The third debate is also about a larger unity, not exactly beyond circulation and production but expanding the circuit of capital’s self-reproduction to include that object we have been happy to call “ecology.” This centers the philosophical aspect of Jason Moore’s Capitalism In the Web of Life. Arguing against what he deems a Cartesian split of the nature/culture sort which takes the environmental dimension (including resources) as something other than capitalism, an outside from which capitalism draws, he suggests that they form a single system, the web which gives the book its title. It is not altogether clear whether this is a philosophical problem and needs to be dealt with as a question of bad thought. That said, Moore’s insistence on recognizing ecological transformation as immanent to capital and vice versa is salutary.

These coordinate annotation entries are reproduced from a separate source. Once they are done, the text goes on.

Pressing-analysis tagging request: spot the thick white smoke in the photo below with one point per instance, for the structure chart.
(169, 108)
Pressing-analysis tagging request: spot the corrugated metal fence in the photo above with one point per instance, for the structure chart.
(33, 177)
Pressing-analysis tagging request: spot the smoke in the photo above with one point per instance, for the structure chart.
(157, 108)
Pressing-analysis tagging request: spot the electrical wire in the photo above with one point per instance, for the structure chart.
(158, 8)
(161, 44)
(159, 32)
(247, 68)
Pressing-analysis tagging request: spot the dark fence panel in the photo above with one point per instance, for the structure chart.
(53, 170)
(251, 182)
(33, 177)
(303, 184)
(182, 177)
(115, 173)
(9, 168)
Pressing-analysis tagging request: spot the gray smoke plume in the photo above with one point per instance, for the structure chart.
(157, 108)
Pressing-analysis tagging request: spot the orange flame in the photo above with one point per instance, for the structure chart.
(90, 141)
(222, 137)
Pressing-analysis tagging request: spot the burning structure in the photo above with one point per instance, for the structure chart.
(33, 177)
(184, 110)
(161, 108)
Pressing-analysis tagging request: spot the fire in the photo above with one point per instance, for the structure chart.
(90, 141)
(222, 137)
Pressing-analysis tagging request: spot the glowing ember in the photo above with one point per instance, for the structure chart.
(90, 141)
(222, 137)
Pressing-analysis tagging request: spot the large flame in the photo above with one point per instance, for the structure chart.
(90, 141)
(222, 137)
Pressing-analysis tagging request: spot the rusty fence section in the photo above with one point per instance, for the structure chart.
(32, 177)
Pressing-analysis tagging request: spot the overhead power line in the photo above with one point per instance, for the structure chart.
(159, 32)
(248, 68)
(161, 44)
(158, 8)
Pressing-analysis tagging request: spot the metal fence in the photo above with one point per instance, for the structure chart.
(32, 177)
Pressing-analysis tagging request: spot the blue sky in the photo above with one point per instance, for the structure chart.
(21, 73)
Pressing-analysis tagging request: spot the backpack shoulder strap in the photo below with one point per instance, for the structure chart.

It bears particularly on crisis in ways that resonate with both the value-theorizations of Marxist feminism and the comic model of crisis favored by Austrian economics. The great value-theoretical intervention of Leopoldina Fortunati and others was to show not that reproductive labor in the home produced a new magnitude of value, but rather that the value of conventionally productive labor (and thus some share of surplus value) must be understood to arise in part from unpaid reproductive labor. Housework is effectively a transfer of embodied value from, for example, housewife to male proletarian; she valorizes him no less than the assembly line worker valorizes a Ford. Bearing that value, he in turn transfers it through his labor into the commodity to be sold at market. Moore suggests much the same for “ecological” factors with his model of the Four Cheaps, which include cheap energy, food, and resources in addition to the cheap labor power on which Capital focuses. In his view, these — not because they exist but because they are unwaged donations to capital’s reproduction, entirely internalized to the expanded circuit of capital which is the “web of life” — might be understood as providing a portion of the value that seems to come from traditional valorization. And without them, as without free and abjected reproductive labor, accumulation is impossible.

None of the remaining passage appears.